"Best Practices" aren't always the best answer
Best practices are recipes designed to achieve a goal in a specific way. It's possible there may be other ways to achieve that same goal that are better for your environment.
"What is Microsoft's 'best practice'?"
I've heard this question so, so many times. As a Premier Field Engineer for Microsoft, with the logo above my head talking to a customer, this was always the question. I'd tell them the answer, and then try to provide context for that answer and how it might or might not apply to them.
That's right… I said, "might not apply".
"But best practices should always be followed! That's why they're called 'Best Practices'. They're the best way to do things. Microsoft says so!"
Of course, the real answer is the infamous (and generally true) "It depends".
Best practices are real. They're accurate. They're great. They work. They are well developed recommendations created through years of experience by brilliant minds who know Microsoft products inside and out. They're available (if not always fully understandable) easily, and they cover almost every Microsoft product.
There's one catch: You have to follow all of them. To the letter. Across all products you use. Without exception. Every single button must be clicked, every single entry must be right. Every single thing has to be exactly as written in the best practice.
"But we can't do this one because of our environment."
This is the problem. The best practice for Microsoft may not be the best answer for you. They are written and intended to be applied in a specific context and with specific assumptions. Those assumptions, and therefore that context, may not apply to you. Your environment is different. Your scale is different. Your needs are different. Your network, your exposure, your budget, your equipment, different, different, different.
Best practices are not gospel. They're designed to solve a specific problem or need in a specific way in alignment with other best practices. If that problem doesn't apply to you (are you sure?) or if your environment is different, the best solution to that problem may be different.
What exactly is the goal of this best practice?
What secondary problems might this best practice solve?
Does or do these issues exist in my environment?
Can the recommended best practice even happen within my environment?
Would this best practice open me up to other risks that would also need to be addressed?
Do I have existing means or methods of accomplishing the goal of the best practice?
What gaps, issues, or risks are created within my environment by not following the best practice?
What are the relationships between this best practice and other products, practices, or integrations with other components in my environment?
You can think of a best practice as a recipe. It's a starting point and changing one thing implies changing another. For example, pie dough can be very particular, and the recipes can be rather precise. If the recipe calls for butter but you want to use something like shortening, you also need to know that butter is frequently ~20% water while shortening is not. In order for the recipe to work as written, you somehow have to recognize that you might need to use a little less shortening and a little more water to get the same result. However, while shortening can create a more flakey crust, butter is delicious, so how are you going to compensate for that, or are you going to simply give that up?
A best practice, just like a recipe, is something you have to adjust for your environment and needs.
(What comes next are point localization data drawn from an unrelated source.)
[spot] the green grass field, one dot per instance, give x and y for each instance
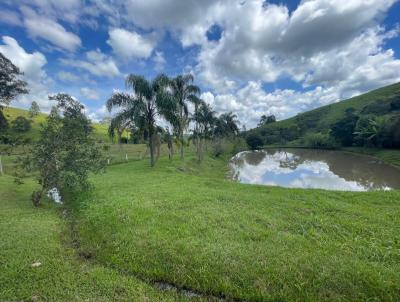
(185, 224)
(30, 235)
(100, 130)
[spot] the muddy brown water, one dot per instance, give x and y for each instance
(318, 169)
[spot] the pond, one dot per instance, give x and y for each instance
(322, 169)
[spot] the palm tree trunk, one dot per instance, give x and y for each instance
(151, 145)
(181, 133)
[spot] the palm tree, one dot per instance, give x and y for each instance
(119, 126)
(205, 118)
(196, 102)
(142, 108)
(227, 124)
(183, 90)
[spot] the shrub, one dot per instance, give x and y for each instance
(21, 124)
(254, 141)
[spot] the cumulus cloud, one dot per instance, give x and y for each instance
(252, 101)
(159, 61)
(32, 65)
(129, 44)
(10, 17)
(89, 93)
(48, 29)
(66, 76)
(96, 63)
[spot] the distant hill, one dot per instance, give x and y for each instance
(383, 103)
(11, 114)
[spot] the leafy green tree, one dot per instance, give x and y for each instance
(10, 83)
(182, 90)
(119, 126)
(142, 108)
(227, 124)
(3, 122)
(369, 130)
(254, 141)
(343, 130)
(205, 118)
(66, 152)
(21, 124)
(34, 110)
(197, 102)
(265, 120)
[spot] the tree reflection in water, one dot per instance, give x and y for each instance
(302, 168)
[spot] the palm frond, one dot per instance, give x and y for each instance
(119, 99)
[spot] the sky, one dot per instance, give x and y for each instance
(251, 57)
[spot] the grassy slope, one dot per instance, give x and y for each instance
(11, 113)
(328, 115)
(28, 235)
(196, 230)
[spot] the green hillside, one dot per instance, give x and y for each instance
(11, 114)
(381, 105)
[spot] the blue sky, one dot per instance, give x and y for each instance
(251, 57)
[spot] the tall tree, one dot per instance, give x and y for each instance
(265, 120)
(183, 90)
(10, 83)
(34, 110)
(66, 151)
(197, 102)
(227, 124)
(205, 118)
(142, 108)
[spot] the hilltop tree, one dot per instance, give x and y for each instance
(265, 120)
(183, 91)
(21, 124)
(227, 124)
(205, 118)
(142, 108)
(343, 130)
(10, 83)
(34, 110)
(66, 151)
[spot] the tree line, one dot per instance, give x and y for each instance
(66, 151)
(169, 99)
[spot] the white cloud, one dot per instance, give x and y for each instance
(32, 65)
(98, 114)
(252, 101)
(66, 76)
(96, 63)
(10, 17)
(48, 29)
(89, 93)
(159, 61)
(129, 44)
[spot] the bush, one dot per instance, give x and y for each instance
(319, 141)
(254, 141)
(21, 124)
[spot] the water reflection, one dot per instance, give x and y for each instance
(300, 168)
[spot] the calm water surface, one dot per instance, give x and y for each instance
(301, 168)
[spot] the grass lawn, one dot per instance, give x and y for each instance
(29, 235)
(185, 224)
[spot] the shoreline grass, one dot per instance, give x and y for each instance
(185, 224)
(30, 235)
(192, 228)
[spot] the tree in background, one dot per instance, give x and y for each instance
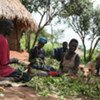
(85, 21)
(48, 9)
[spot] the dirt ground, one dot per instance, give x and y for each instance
(21, 93)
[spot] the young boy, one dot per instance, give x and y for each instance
(71, 60)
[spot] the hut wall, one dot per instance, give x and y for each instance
(14, 41)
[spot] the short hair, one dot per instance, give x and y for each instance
(73, 40)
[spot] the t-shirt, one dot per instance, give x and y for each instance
(5, 69)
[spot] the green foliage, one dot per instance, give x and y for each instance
(64, 86)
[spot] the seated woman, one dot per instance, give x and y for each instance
(6, 28)
(37, 57)
(71, 60)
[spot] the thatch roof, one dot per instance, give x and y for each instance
(14, 10)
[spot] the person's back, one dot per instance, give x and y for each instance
(5, 69)
(58, 53)
(71, 60)
(97, 65)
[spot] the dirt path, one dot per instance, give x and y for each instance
(21, 93)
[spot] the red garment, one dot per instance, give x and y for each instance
(5, 70)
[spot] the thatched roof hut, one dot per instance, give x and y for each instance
(23, 21)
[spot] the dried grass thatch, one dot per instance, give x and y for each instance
(14, 10)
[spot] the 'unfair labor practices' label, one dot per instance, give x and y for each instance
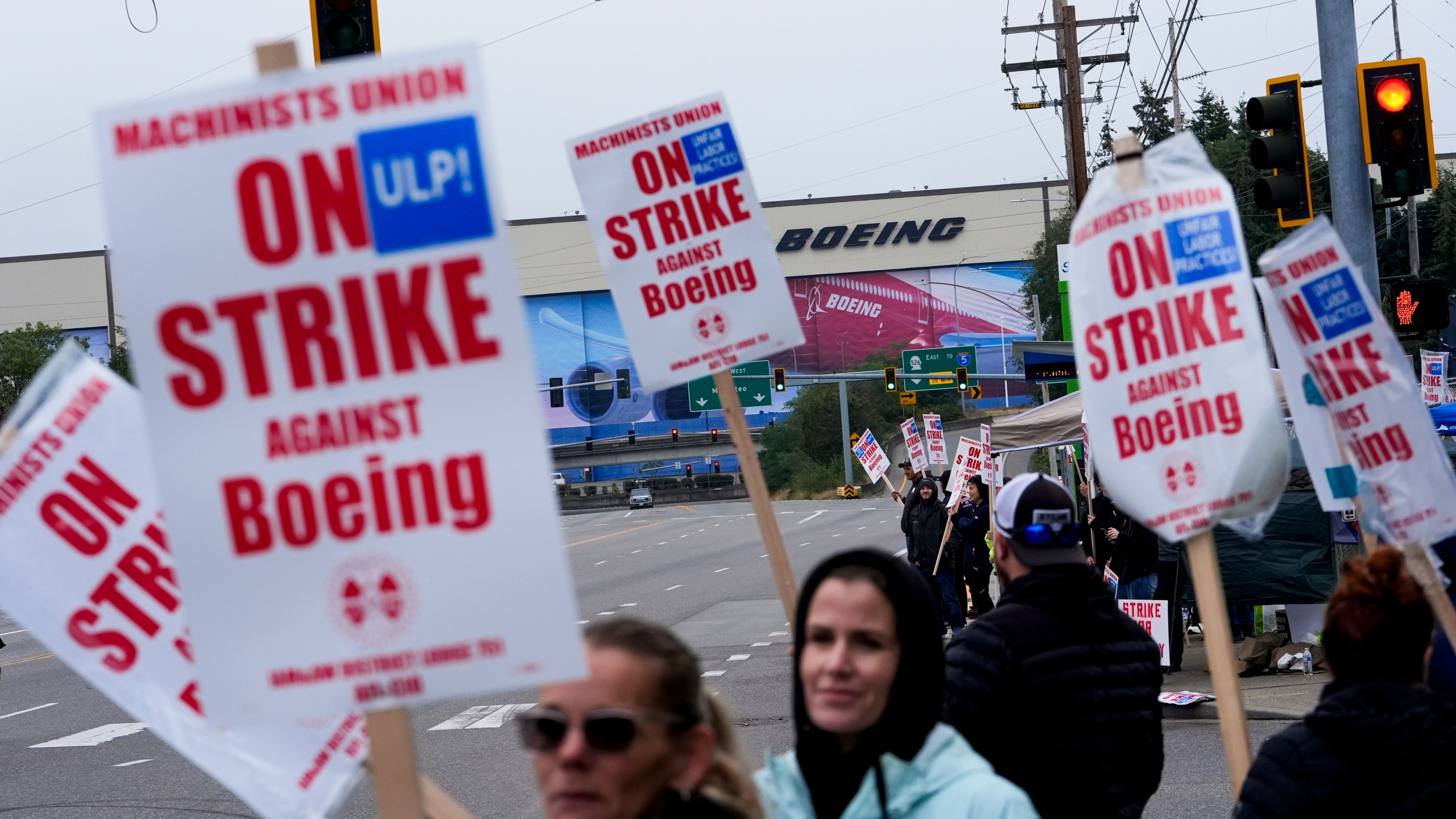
(1203, 247)
(425, 184)
(713, 154)
(1335, 304)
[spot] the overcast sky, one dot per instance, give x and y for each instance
(829, 97)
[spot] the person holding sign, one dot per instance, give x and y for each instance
(640, 738)
(1056, 687)
(973, 522)
(868, 675)
(924, 524)
(1379, 744)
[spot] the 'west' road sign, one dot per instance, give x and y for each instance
(755, 385)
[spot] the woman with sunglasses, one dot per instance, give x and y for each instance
(867, 703)
(640, 738)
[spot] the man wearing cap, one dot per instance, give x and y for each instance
(1056, 687)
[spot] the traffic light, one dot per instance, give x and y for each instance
(1418, 307)
(1395, 110)
(344, 28)
(1282, 113)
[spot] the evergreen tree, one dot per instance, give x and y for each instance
(1104, 148)
(1153, 121)
(1210, 120)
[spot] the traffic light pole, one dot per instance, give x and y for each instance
(1349, 175)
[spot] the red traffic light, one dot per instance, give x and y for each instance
(1394, 94)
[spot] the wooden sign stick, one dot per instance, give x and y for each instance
(392, 763)
(1218, 639)
(758, 493)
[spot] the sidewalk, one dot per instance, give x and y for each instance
(1265, 697)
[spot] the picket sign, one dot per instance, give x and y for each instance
(1333, 478)
(1177, 391)
(1381, 421)
(683, 242)
(1433, 378)
(89, 572)
(1152, 617)
(692, 270)
(935, 439)
(912, 435)
(324, 311)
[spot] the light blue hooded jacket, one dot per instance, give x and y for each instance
(945, 780)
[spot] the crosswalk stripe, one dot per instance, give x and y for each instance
(484, 717)
(95, 737)
(500, 716)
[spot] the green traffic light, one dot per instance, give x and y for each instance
(344, 34)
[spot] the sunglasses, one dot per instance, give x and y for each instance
(610, 730)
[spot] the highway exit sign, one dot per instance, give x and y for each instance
(753, 381)
(935, 369)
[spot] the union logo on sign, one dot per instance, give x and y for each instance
(372, 599)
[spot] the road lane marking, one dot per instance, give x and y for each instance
(95, 737)
(615, 534)
(27, 659)
(501, 716)
(472, 714)
(27, 710)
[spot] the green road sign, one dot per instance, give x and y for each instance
(938, 367)
(753, 379)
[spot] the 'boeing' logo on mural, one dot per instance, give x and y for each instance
(871, 234)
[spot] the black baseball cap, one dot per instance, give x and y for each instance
(1037, 515)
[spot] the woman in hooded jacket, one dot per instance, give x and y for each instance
(868, 671)
(1379, 744)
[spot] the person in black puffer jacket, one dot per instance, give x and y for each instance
(1379, 744)
(1056, 687)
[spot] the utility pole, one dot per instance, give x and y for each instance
(1072, 107)
(1411, 209)
(1173, 73)
(1349, 175)
(1069, 66)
If you take away something here, you need to adjust for it somewhere else in order for things to work out the way you expect. Not adjusting for the change in water can result in a dry, flavorless pie dough… not the result you were hoping for. Not adjusting for your environment, where you're going to skip an element of a best practice, will leave a gap in your infrastructure that should be recognized and dealt with.
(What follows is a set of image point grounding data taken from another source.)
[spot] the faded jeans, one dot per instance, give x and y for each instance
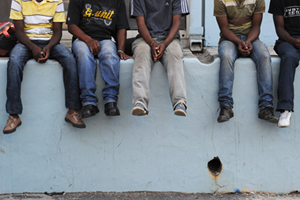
(109, 63)
(143, 63)
(228, 52)
(17, 60)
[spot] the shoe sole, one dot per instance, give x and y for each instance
(138, 111)
(221, 120)
(75, 125)
(180, 113)
(12, 130)
(89, 115)
(272, 120)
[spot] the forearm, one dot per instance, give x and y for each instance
(253, 34)
(229, 35)
(173, 32)
(55, 39)
(144, 32)
(121, 39)
(78, 33)
(24, 39)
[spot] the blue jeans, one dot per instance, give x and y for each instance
(109, 63)
(228, 52)
(290, 57)
(17, 60)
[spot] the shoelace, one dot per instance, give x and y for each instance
(284, 115)
(10, 121)
(77, 117)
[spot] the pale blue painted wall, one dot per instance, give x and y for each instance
(158, 152)
(267, 35)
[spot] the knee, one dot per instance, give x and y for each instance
(290, 55)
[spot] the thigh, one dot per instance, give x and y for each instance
(228, 50)
(80, 48)
(60, 51)
(286, 49)
(108, 48)
(20, 53)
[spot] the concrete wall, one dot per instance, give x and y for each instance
(267, 35)
(158, 152)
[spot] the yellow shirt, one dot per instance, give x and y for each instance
(38, 18)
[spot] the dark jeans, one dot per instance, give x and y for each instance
(290, 57)
(228, 52)
(15, 66)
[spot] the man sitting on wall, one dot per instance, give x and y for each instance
(38, 27)
(158, 23)
(239, 22)
(286, 16)
(94, 23)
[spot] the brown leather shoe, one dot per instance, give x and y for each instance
(75, 120)
(12, 124)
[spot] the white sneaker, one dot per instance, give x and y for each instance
(284, 119)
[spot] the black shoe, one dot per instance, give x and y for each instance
(268, 115)
(225, 114)
(111, 109)
(89, 110)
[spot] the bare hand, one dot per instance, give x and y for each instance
(94, 46)
(44, 55)
(36, 52)
(245, 48)
(160, 49)
(123, 55)
(154, 51)
(297, 43)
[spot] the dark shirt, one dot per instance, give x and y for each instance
(99, 19)
(290, 10)
(158, 14)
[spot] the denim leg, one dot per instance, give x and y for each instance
(109, 63)
(290, 57)
(19, 55)
(142, 67)
(228, 53)
(172, 61)
(67, 60)
(260, 55)
(86, 66)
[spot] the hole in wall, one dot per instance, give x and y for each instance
(215, 166)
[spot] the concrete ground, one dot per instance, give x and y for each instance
(149, 196)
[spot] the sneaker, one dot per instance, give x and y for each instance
(180, 110)
(139, 110)
(267, 114)
(284, 119)
(89, 111)
(75, 120)
(225, 114)
(12, 124)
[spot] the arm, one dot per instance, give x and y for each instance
(282, 33)
(121, 40)
(57, 33)
(93, 45)
(24, 39)
(146, 35)
(255, 31)
(229, 35)
(172, 34)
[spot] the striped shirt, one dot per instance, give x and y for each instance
(239, 14)
(38, 18)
Instead, consider asking "What is the goal of this best practice?" This is an infinitely more valuable question. It presents you with the possibility of recognizing whether and how the best practice applies to you. It also gives you the opportunity to see where you might need to fill in gaps if you don't follow the best practice as written.
For example, Microsoft best practices (and is default in today's Windows versions) indicate that the local Administrator should be/stay disabled. This is solid advice. However, I have seen applications that absolutely demand to run as the actual local Administrator (this is a terrible, horrible, unacceptable pattern, by the way), which means you now have to violate Microsoft's best practice of ensuring the Administrator account is disabled. If you have such a situation in your organization and have no alternative other than to use that application, then you have no choice but to enable the Administrator account (Note that domain controllers have special implications here and should require an exceptionally high level of scrutiny for this situation). This also means you need to consider an alternative way of a meeting the goal of the best practice you are now violating.
Best practices are not an excuse to not think.
Best practices are just the starting point that demonstrate specific ways to achieve specific goals. It's the goals that matter, not the letters, words, buttons, checkboxes, etc. It's up to you adjust the best practices to meet your needs while also achieving the goal of the best practice… if it even applies to you.